Nicht leicht erkennbar: Stuttgarter Richter findet das Impressum auf Xing nicht

Ein von vorn bis hinten unnötiger Streit hat ein absurdes Zwischenergebnis: Der Rechtsanwaltskollege Carsten Ulbricht hat ein Urteil des Landgerichts Stuttgart in eigener Sache öffentlich gemacht, wonach geschäftliche Präsentationen auf der Business-Plattform Xing eines Impressums bedürften und der dafür vorgesehene Impressumslink nicht den gesetzlichen Anforderungen genüge (Urteil vom 27.6.2014, Az. 11 O 51/14).

Was war passiert?
Carsten war von einem anderen Rechtsanwalt abgemahnt worden, weil in seinem Xing-Profil einige wenige nach § 5 Telemediengesetz (TMG) erforderliche Pflichtinformationen fehlten. Carsten hat dagegen Klage erhoben und wollte feststellen lassen, dass er sich rechtskonform verhalte. Das Stuttgarter Landgericht wies die Klage jedoch ab.
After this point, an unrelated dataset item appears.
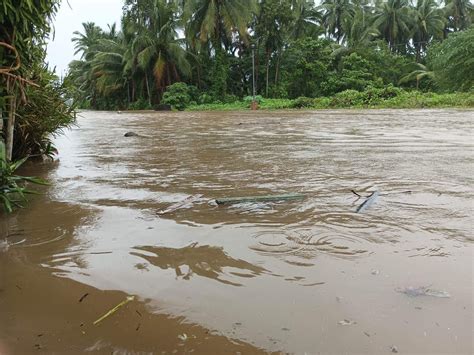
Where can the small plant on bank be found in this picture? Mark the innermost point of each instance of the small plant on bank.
(302, 102)
(177, 95)
(13, 189)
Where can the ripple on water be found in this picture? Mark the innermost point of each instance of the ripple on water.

Die Abmahnung sei zum großen Teil berechtigt.

Abgesehen davon, dass mir noch immer schleierhaft ist, warum ein Rechtsanwalt deswegen Abmahnungen versendet, ist das Urteil gleich doppelt fehlerhaft.

Geschäftsmäßiges Telemedium
Der Stuttgarter Richter geht zu Unrecht davon aus, dass geschäftsmäßige Xing-Profile generell der Impressumspflicht unterliegen würden.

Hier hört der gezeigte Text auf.